Lula voltou a citar a privatização da BR Distribuidora como um fator que reduziu a capacidade de intervenção do Estado sobre os preços finais, ao comparar o cenário atual com o período em que a estatal tinha presença direta na ponta.
Subsídio ao diesel busca evitar desabastecimento e conter inflação
A principal medida em preparação é uma medida provisória para subsidiar o diesel importado em R$ 1,20 por litro. O custo estimado é de R$ 3 bilhões ao longo de dois meses, dividido entre União e estados. Segundo o Ministério da Fazenda, cerca de 80% das unidades da federação já indicaram adesão.
A proposta tem dois objetivos centrais. O primeiro é evitar o desabastecimento, diante do risco de importadores reduzirem operações caso não consigam repassar a alta internacional aos preços internos. O segundo é conter efeitos inflacionários, já que o diesel estrutura o transporte rodoviário de cargas e impacta diretamente o preço de alimentos e bens essenciais.
A medida também evidencia o grau de descompasso entre o mercado internacional e a capacidade doméstica de absorção de choques, sobretudo em momentos de alta acelerada.
Aviação concentra impacto imediato e tende a repassar custos
O querosene de aviação passou a registrar aumentos sucessivos, pressionando um setor que opera com margens estreitas e forte exposição ao dólar.
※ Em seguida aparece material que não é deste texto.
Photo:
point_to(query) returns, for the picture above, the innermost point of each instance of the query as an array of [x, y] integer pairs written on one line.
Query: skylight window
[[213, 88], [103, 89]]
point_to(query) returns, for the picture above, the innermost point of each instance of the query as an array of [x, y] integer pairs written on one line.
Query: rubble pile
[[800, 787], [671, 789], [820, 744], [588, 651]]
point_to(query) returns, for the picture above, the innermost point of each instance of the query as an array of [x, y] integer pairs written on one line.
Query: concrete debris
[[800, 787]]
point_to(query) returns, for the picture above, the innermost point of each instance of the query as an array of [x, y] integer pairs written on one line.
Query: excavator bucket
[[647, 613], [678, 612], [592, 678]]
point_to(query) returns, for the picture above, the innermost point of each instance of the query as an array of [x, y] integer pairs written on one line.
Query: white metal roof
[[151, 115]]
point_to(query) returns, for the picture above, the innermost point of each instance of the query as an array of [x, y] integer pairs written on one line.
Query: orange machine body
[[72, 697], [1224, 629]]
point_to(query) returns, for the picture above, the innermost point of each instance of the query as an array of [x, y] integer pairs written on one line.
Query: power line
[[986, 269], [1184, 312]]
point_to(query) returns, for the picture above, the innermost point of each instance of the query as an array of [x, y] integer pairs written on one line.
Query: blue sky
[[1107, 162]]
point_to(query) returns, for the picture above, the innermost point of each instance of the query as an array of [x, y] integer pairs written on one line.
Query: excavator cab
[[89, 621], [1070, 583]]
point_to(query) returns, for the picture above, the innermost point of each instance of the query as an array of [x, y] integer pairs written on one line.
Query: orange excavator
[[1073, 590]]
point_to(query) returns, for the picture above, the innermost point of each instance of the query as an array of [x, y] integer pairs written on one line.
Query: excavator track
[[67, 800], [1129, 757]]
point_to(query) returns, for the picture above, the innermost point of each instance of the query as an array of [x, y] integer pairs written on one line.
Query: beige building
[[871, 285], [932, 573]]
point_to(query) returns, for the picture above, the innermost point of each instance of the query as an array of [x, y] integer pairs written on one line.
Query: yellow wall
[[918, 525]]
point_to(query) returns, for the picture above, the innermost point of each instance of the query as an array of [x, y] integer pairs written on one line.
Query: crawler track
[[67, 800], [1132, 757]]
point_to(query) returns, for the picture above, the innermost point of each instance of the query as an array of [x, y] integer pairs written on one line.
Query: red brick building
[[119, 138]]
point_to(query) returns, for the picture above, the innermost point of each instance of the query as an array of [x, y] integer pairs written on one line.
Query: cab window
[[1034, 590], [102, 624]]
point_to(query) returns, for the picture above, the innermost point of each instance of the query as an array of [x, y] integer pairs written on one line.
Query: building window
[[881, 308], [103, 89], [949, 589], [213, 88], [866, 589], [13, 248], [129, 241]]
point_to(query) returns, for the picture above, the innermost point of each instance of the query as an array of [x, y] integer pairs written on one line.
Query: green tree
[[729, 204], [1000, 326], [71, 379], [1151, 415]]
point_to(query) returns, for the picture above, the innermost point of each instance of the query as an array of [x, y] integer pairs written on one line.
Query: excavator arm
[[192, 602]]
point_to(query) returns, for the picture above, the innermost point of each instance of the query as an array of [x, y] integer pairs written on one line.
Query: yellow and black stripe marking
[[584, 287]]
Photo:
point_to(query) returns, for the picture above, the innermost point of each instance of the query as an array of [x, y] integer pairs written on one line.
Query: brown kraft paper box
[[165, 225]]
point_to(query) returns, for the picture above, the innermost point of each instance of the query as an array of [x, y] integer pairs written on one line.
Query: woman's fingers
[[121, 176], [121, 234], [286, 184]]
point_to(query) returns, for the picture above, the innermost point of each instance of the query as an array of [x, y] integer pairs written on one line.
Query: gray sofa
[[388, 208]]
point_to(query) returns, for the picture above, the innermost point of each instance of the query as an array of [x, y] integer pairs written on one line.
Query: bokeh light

O combustível representa entre 30% e 40% dos custos das companhias aéreas, o que reduz a capacidade de absorção e torna o repasse ao consumidor uma tendência.
Na prática, o setor aéreo tende a ser um dos primeiros a refletir o choque externo nos preços finais. A expectativa é de aumento nas passagens, sobretudo em rotas domésticas, com impacto sobre a demanda e efeitos indiretos sobre turismo e serviços.
O governo avalia alternativas para mitigar esse efeito, mas não há, até o momento, sinalização de subsídio direto ao querosene, o que limita o alcance das medidas em discussão.
Fiscalização e pressão sobre a cadeia de preços
Paralelamente às medidas econômicas, o governo abriu uma frente de fiscalização sobre a formação de preços. A atuação envolve a Polícia Federal e órgãos de defesa do consumidor, com foco em identificar aumentos considerados indevidos ou retenção de reduções ao longo da cadeia.
A iniciativa reflete a avaliação de que parte da pressão sobre os preços pode estar associada não apenas ao custo internacional, mas também a distorções na distribuição e revenda. A sinalização é de endurecimento na atuação estatal diante de possíveis irregularidades.
Choque externo redefine agenda econômica no curto prazo
A combinação entre escalada geopolítica e dependência estrutural reposiciona os combustíveis no centro da política econômica. O fechamento de Ormuz ampliou o risco no mercado global e reduziu a previsibilidade sobre preços e oferta no curto prazo.
No Brasil, a resposta do governo articula subsídio, coordenação federativa e fiscalização, mas ocorre sob restrições fiscais e com alcance limitado diante de um choque externo. A evolução do conflito e a estabilidade das rotas internacionais de petróleo passam a ser determinantes para os próximos movimentos de preços e para a condução da política econômica.